Las marcas más importantes recomendaban beber una copa de alcohol antes de viajar en carretera

Bajo esta premisa, no es de extrañar que en los 60 la merienda consistiera en un par de rebanadas de pan con vino y azúcar. Una receta que gozaba de gran popularidad y que compartía podio con el bocadillo de queso y membrillo, las tostadas de mantequilla, azúcar y cacao en polvo, las galletas con manteca de cerdo o los primeros bollitos que vieron la luz en el mercado. ¿Quién no recuerda el Bony con mermelada, el Tigretón o los ya desaparecidos Bucaneros?

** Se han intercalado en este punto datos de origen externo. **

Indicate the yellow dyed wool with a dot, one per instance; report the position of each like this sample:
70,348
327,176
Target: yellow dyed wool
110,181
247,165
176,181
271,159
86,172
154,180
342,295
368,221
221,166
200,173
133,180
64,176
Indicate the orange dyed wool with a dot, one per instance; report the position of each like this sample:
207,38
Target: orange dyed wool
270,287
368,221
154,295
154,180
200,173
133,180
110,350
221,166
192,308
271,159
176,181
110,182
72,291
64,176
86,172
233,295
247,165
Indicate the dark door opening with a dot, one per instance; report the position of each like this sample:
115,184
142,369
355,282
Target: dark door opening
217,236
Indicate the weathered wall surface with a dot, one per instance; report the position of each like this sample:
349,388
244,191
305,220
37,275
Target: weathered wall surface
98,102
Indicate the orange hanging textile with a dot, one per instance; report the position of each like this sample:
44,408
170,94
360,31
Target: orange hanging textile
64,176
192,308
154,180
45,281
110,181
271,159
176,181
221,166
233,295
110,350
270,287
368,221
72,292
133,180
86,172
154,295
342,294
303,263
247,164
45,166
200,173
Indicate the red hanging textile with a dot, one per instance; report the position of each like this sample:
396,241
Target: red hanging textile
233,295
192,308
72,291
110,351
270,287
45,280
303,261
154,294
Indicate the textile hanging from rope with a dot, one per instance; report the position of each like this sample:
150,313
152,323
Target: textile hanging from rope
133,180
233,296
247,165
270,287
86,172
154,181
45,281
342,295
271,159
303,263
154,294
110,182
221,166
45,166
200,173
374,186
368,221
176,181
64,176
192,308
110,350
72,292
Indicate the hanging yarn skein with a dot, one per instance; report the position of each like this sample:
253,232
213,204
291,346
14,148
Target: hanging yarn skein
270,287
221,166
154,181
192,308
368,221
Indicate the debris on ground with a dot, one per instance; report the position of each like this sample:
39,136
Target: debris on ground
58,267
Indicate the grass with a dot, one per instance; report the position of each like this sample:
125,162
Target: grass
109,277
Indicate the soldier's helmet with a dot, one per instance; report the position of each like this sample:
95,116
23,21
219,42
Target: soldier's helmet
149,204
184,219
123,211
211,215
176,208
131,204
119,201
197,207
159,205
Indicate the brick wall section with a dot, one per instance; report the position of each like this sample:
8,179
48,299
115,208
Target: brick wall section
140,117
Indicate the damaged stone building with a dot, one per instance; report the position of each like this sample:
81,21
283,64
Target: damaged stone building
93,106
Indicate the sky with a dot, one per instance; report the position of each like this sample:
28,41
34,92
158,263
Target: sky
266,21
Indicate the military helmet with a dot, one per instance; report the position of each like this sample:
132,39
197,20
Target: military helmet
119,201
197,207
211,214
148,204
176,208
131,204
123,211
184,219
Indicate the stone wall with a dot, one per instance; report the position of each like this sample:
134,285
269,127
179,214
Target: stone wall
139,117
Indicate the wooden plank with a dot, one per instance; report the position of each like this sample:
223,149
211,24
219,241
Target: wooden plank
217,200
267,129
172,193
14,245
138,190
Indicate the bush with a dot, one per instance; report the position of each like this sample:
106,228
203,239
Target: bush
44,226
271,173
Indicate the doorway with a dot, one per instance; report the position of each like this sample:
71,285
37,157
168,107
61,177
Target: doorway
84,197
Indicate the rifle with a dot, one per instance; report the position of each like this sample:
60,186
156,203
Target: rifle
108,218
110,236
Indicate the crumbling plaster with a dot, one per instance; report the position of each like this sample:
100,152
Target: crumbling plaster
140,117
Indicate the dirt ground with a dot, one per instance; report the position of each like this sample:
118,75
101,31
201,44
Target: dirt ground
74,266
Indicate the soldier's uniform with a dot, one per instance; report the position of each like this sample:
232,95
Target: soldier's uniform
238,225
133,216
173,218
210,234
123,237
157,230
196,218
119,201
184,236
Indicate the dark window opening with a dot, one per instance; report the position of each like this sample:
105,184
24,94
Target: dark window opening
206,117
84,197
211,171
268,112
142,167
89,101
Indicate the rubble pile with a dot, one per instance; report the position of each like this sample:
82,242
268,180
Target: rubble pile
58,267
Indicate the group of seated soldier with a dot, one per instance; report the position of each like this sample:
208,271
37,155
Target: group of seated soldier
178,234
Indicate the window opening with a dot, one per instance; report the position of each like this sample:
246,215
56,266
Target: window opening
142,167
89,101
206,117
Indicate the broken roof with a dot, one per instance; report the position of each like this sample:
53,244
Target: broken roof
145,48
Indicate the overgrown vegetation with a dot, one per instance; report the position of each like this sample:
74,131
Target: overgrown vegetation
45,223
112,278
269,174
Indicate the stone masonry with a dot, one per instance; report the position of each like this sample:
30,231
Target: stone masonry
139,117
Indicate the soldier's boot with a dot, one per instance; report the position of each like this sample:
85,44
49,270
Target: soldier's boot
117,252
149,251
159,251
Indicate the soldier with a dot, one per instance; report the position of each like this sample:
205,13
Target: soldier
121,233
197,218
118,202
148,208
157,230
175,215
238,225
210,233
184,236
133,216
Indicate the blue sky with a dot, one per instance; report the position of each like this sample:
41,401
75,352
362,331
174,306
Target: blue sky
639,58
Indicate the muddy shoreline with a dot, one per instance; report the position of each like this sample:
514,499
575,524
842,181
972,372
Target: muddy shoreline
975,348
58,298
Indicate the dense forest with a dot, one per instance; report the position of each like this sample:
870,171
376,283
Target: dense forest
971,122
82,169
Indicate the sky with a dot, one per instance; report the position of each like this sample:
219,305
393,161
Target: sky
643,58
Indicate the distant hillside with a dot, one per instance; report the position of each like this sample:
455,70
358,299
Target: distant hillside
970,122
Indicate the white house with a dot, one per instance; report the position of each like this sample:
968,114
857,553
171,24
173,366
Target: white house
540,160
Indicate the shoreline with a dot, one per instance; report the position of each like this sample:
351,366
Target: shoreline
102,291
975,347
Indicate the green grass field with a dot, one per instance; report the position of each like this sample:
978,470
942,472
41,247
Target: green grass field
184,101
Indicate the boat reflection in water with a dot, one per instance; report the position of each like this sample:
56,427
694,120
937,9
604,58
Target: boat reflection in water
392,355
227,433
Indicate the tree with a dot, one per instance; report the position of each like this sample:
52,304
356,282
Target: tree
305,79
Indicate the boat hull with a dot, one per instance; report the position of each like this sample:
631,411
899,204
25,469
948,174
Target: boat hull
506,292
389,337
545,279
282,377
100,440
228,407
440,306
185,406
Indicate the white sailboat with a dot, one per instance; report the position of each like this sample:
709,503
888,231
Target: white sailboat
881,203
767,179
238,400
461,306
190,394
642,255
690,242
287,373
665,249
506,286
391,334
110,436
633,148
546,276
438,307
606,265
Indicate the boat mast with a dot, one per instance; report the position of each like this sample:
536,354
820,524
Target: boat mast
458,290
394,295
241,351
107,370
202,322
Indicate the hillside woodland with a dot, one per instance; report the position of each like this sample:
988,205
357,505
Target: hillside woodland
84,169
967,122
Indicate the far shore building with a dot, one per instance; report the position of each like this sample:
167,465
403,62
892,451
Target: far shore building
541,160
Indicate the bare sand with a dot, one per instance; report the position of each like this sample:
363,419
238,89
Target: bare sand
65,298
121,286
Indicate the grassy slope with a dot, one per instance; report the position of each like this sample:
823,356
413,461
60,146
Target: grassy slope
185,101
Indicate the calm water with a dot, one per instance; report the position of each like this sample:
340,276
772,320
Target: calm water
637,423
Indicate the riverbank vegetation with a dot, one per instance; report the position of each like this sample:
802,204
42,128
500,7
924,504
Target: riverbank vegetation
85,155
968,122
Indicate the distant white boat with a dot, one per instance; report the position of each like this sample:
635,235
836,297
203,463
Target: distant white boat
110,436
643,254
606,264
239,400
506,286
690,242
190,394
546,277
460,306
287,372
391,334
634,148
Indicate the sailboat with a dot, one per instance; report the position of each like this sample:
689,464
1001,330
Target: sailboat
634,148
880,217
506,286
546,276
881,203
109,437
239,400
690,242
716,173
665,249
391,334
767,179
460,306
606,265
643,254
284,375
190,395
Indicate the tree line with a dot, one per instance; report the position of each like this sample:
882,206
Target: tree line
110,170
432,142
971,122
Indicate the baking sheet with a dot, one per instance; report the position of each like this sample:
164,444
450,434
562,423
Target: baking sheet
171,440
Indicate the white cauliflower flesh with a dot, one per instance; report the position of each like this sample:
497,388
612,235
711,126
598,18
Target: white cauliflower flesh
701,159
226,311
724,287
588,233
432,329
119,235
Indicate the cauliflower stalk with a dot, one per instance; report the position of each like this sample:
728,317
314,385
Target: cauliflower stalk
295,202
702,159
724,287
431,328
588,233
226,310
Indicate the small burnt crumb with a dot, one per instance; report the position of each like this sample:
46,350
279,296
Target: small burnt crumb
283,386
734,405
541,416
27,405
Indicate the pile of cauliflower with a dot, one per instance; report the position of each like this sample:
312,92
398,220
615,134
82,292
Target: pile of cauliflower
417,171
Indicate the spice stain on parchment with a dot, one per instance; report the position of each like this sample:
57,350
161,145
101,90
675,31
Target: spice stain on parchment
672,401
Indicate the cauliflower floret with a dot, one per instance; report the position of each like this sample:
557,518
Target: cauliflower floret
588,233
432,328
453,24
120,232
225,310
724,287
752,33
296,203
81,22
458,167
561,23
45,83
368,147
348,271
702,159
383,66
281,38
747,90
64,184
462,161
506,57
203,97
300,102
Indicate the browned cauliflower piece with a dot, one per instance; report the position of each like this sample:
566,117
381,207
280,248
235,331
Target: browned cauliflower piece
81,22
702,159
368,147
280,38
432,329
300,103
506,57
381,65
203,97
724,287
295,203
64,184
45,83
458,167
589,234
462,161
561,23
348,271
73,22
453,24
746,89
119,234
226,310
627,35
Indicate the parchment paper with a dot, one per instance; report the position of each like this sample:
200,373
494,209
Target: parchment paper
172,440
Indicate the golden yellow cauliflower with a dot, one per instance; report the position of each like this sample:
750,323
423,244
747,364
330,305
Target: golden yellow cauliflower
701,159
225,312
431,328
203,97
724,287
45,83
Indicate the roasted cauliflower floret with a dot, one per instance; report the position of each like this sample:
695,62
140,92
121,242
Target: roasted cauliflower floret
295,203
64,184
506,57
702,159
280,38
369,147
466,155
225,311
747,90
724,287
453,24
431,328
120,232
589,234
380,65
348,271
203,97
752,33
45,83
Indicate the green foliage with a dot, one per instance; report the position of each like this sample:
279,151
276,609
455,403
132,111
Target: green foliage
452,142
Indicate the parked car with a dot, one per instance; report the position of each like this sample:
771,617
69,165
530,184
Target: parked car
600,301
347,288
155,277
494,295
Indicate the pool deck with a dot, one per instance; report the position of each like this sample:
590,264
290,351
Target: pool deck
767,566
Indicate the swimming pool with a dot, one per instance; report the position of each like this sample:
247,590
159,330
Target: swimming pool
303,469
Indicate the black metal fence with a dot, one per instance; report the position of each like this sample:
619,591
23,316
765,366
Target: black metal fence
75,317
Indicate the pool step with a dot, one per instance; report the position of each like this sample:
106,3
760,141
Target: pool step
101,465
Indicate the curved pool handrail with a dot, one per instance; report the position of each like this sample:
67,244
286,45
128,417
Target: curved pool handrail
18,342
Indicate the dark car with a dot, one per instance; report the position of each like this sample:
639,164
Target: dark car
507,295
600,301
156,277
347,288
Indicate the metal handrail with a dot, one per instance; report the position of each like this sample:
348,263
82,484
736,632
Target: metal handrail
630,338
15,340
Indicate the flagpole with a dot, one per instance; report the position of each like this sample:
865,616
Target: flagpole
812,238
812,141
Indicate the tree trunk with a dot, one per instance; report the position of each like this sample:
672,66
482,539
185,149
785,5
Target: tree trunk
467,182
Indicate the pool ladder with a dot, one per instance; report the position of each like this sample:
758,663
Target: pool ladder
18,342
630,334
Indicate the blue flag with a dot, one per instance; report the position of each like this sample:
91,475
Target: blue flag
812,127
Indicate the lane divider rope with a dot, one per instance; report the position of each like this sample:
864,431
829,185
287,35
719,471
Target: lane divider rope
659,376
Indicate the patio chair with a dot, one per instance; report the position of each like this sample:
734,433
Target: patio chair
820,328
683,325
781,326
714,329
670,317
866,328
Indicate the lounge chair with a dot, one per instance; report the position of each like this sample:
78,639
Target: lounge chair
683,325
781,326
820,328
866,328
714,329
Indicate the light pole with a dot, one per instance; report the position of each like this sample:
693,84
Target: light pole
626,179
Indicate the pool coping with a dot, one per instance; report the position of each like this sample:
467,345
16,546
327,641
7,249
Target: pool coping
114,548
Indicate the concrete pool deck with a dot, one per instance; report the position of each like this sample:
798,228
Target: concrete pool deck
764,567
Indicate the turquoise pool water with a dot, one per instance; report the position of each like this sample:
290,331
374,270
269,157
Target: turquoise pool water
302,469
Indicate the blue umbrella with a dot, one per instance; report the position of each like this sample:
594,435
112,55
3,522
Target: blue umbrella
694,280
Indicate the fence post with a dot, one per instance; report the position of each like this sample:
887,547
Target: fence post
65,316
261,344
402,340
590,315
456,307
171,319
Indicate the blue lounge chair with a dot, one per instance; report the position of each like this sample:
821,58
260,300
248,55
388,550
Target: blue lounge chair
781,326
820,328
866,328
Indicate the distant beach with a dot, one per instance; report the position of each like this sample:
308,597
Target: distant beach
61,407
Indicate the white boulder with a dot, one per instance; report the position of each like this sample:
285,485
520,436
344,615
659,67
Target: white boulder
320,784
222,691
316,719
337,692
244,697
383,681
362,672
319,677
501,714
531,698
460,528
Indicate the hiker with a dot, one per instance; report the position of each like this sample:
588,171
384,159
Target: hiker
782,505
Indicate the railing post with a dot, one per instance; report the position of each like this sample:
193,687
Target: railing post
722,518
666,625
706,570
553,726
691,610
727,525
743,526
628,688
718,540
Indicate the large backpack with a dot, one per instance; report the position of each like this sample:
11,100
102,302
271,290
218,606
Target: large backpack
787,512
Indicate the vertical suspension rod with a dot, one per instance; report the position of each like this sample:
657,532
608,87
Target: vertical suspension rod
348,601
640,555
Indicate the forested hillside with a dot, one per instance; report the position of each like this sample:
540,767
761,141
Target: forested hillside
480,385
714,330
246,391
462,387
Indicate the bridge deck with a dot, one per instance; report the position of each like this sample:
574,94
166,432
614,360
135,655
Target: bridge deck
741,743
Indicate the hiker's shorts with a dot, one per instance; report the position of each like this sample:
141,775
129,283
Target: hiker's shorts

Esta alteración en los hábitos de consumo se debe, principalmente, a “cambios sociales y económicos como la industrialización, la incorporación de la mujer al trabajo, los horarios y ritmo de trabajo, el incremento de la tasa de escolarización y su prolongación, el desarrollo de los medios de comunicación y la información transmitida por ellos”, asegura Bolaños Ríos. Una evolución que también ha dejado atrás algunas costumbres beneficiosas –antes la dieta de cualquier persona estaba repleta de productos naturales y sin adulterar– frente a otras prácticas igual de perjudiciales que las anteriores como el concepto de comida rápida o los productos congelados y precocinados. Y es que el ser humano es la única criatura que tropieza dos veces con la misma piedra.